This year, my classes embarked on a mission of launching a high altitude weather balloon, in cooperation with Magnitude.io. I’m the 8th-grade science teacher at the San Francisco Friends School and though I’ve been teaching for over a dozen years, I’ve never done a project like this before. We started the project in January when Ted and Tony came into our class (we are lucky to live close by!) for a kickoff to explain the project to the students, show off some tools and videos. After that, we started a weekly videoconference with them where we were able to have discussions with input from the experts
For our payload, I had each class pick one experiment that they wanted to do. We started with ideation – where each class made long lists of every experiment that sounded interesting. Then, they did some writing at home about one or two they felt most passionate about in preparation for class when they came to a consensus as a group around one project. One class chose to send up the water of different temperatures, another wanted to send up a sound to determine if it changes at altitude, and the last class decided on marshmallows. After this students picked their teams – Science, Data Science, Engineering, Communication, Event Logistics, and Flight Management. Each week, the teams did more work getting the payload ready. Through video conferencing, the students were able to get feedback from Ted, who was our expert. After about 5 weeks of once a week conferencing, we moved to work on our project every day as the launch got closer.

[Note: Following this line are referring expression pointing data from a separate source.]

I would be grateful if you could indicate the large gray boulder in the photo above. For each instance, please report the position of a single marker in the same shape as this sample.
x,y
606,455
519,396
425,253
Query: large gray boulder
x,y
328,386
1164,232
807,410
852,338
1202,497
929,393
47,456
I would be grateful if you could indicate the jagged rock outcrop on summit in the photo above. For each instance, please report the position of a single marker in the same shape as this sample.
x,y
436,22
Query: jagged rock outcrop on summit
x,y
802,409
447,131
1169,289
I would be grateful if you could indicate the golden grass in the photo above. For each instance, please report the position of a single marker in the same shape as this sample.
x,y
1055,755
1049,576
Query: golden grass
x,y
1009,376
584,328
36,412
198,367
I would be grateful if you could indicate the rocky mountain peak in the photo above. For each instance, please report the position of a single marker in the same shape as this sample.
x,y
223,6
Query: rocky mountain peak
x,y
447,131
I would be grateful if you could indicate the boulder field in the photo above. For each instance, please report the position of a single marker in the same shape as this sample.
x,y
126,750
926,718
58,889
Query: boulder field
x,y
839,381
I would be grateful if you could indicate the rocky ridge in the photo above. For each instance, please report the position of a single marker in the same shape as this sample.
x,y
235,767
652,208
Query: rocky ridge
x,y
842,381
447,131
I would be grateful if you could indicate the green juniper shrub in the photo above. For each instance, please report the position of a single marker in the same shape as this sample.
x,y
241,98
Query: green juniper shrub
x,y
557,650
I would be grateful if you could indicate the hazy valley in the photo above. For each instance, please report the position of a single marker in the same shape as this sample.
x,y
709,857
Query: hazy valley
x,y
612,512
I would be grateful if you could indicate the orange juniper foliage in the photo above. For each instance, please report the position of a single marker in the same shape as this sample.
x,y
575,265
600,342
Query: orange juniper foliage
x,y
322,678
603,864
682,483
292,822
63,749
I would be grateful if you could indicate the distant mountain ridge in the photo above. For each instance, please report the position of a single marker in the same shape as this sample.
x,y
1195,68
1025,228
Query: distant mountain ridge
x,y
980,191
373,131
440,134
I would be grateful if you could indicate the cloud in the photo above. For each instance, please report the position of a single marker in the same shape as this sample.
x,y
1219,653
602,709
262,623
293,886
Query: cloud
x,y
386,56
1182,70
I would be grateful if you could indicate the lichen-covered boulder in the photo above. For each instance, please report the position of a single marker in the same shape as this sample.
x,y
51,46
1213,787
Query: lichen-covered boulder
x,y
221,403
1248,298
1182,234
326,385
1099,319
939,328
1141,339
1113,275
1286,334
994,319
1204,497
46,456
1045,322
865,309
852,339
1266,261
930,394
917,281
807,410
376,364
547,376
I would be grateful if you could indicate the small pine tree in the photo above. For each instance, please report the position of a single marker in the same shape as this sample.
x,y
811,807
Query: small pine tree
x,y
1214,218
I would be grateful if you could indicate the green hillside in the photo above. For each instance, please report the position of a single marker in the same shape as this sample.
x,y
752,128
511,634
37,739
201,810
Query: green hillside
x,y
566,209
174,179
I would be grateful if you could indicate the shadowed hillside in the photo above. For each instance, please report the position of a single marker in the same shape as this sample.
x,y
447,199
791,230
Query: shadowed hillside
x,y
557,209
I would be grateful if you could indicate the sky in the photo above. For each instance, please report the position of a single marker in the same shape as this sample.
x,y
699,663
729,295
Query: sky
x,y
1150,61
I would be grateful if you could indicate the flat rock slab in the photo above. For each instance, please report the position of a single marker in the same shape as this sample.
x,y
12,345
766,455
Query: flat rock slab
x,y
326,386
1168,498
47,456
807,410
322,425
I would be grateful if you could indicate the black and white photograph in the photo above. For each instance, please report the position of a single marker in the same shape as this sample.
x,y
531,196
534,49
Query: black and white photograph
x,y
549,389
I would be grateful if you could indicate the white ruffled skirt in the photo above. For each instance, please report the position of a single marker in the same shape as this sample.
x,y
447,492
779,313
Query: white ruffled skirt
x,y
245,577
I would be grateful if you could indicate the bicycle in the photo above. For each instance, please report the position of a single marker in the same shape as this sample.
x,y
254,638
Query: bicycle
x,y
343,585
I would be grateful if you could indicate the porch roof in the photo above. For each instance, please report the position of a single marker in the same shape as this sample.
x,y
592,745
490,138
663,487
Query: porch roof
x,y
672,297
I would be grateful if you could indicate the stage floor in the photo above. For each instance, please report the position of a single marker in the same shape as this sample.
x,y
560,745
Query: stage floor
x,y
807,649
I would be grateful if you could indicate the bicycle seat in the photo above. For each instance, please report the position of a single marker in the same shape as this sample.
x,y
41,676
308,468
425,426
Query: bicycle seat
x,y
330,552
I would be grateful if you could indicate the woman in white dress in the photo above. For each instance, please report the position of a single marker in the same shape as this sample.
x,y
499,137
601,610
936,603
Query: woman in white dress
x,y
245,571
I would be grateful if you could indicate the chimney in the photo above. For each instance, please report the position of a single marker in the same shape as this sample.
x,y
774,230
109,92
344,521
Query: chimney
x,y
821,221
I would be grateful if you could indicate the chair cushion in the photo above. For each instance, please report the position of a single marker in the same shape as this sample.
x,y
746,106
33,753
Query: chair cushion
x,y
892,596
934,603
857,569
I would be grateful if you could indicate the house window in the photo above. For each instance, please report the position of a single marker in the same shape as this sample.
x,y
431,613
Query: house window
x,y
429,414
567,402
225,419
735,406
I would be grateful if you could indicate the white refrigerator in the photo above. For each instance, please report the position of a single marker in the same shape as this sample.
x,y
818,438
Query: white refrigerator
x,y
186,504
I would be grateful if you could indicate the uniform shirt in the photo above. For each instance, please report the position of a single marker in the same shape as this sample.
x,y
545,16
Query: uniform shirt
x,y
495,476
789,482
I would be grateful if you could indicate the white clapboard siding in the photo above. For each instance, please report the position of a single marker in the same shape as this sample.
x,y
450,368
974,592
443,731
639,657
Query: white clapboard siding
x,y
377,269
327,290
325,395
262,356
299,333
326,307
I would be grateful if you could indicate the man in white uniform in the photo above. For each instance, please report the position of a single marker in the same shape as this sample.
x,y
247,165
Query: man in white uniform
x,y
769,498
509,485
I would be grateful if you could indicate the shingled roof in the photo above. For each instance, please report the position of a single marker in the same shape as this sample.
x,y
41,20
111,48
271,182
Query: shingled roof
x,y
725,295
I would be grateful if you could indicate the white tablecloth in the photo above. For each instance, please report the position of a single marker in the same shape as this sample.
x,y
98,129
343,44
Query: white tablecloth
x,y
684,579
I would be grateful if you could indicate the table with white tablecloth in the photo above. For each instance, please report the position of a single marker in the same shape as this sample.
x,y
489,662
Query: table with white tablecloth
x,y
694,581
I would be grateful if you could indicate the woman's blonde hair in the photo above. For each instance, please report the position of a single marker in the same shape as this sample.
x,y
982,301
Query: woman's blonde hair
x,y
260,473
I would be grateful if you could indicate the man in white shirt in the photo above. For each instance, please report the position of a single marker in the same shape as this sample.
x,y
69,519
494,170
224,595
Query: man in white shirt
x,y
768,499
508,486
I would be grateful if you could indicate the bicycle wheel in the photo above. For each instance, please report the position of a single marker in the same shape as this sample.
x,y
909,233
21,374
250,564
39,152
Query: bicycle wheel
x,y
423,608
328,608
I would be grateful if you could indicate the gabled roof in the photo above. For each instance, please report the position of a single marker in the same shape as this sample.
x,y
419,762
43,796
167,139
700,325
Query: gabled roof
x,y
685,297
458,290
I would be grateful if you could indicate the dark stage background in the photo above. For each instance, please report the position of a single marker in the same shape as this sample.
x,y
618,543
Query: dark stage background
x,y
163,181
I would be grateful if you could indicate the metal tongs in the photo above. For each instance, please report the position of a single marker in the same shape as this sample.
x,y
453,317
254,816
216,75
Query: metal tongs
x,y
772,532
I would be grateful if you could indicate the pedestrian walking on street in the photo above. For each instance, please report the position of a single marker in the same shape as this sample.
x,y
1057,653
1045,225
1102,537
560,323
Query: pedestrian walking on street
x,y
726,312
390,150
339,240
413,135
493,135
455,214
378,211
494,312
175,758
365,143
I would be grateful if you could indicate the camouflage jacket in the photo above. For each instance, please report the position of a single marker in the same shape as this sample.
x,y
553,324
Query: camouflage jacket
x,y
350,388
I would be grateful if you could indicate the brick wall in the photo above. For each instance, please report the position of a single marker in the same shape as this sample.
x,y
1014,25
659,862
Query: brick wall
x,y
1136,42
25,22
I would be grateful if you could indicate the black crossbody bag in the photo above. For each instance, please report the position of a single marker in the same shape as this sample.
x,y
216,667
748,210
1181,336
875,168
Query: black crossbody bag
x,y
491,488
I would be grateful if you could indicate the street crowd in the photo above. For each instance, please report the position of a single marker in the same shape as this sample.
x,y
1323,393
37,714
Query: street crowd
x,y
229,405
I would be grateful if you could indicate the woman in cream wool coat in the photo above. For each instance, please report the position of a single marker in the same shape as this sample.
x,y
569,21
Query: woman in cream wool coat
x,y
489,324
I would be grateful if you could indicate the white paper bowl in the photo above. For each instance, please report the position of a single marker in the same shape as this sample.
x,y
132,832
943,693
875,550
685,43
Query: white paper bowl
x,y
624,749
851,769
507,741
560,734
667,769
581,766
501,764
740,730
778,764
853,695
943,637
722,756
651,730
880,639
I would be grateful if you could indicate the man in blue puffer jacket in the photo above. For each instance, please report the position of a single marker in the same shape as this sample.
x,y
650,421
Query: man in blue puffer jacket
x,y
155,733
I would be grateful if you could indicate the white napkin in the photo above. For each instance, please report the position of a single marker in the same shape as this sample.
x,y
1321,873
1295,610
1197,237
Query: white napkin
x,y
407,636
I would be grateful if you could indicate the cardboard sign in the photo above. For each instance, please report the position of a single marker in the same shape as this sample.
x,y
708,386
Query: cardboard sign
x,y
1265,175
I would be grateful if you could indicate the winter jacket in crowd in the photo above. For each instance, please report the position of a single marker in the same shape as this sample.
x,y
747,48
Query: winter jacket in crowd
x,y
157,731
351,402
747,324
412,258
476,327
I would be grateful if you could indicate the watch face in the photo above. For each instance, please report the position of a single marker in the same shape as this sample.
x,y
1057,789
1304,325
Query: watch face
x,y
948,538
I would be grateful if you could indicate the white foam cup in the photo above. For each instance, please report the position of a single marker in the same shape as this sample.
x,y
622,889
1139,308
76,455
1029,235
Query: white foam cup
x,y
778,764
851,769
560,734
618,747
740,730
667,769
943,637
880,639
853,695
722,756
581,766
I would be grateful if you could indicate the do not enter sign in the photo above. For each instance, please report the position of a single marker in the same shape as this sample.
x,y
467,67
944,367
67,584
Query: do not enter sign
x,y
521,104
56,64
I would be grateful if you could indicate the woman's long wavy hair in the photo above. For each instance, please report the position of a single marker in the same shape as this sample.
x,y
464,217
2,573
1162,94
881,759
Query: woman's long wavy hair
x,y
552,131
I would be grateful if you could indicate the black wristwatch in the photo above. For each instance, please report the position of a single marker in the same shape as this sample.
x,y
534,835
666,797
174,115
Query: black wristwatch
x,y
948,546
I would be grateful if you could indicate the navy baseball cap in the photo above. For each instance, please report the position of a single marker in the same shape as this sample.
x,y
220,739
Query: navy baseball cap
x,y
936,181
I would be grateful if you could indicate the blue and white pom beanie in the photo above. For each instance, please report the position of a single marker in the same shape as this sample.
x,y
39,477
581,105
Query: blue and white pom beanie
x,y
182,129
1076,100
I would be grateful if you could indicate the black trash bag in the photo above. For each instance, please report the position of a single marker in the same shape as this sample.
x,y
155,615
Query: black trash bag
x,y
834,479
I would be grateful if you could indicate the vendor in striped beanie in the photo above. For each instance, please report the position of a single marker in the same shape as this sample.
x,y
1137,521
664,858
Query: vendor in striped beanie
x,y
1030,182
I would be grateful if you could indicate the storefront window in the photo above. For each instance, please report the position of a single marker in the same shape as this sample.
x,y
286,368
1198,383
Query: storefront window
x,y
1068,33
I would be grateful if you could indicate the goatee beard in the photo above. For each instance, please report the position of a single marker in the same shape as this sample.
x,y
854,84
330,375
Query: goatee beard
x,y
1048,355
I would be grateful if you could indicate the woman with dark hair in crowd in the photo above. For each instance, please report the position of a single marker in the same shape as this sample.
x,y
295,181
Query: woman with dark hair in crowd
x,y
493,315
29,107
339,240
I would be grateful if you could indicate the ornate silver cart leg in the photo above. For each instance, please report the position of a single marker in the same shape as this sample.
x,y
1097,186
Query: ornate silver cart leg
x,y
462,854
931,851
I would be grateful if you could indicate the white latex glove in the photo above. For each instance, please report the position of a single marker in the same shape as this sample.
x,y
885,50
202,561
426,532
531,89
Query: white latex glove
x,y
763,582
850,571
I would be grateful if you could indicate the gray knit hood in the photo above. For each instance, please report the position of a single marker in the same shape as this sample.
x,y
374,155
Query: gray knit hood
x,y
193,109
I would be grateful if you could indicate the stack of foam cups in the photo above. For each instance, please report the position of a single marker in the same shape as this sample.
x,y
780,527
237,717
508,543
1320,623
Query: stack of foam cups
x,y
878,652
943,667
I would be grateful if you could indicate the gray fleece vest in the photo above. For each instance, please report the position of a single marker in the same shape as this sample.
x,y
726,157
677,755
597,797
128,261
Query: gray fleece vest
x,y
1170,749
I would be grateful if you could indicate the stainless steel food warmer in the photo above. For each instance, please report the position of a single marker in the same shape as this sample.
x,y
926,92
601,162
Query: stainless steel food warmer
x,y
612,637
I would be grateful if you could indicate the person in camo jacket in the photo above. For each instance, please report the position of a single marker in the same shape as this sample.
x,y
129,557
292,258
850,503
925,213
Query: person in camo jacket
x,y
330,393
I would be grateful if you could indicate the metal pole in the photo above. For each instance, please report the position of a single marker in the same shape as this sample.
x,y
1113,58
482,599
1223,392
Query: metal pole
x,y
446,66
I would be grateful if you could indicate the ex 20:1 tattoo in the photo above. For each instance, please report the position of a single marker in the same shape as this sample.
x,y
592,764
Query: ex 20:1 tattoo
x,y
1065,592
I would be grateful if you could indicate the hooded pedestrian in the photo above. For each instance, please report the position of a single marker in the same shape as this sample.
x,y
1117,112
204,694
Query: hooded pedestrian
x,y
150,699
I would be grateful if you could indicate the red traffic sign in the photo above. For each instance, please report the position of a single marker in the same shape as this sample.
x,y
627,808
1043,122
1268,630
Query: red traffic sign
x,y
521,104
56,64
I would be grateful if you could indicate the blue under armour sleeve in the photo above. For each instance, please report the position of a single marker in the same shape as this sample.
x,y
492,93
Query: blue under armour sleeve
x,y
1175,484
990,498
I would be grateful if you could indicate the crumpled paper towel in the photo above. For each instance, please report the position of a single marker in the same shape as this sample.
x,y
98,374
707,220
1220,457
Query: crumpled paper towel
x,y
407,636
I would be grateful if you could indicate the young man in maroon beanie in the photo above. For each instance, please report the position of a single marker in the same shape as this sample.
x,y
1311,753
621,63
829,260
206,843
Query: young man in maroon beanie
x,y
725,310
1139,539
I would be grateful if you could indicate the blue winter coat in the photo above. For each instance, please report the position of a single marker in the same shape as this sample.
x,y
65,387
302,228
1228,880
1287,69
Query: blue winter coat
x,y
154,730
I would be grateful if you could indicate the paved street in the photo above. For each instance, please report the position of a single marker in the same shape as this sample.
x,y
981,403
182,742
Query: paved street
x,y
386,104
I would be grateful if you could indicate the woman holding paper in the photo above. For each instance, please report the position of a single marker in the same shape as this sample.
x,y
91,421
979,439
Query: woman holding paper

Leading up to the experiment, each class went through many design iterations, test runs, and logistical discussions. We ended up pushing our launch date because it rained for weeks on end in San Francisco. Finally, we secured at date and location, and our teams were making their final adjustments to the payload. Our flight management team called the FAA and we were ok to go! Launch day was a huge success by not only getting our balloon up but hosting an event with our whole grade, parents, and the kindergarteners – our partners in this experiment. The students felt hugely successful at the end of this journey. They made 90% of the decisions in this project and were truly collaborating on a final product. We are already looking forward to next year!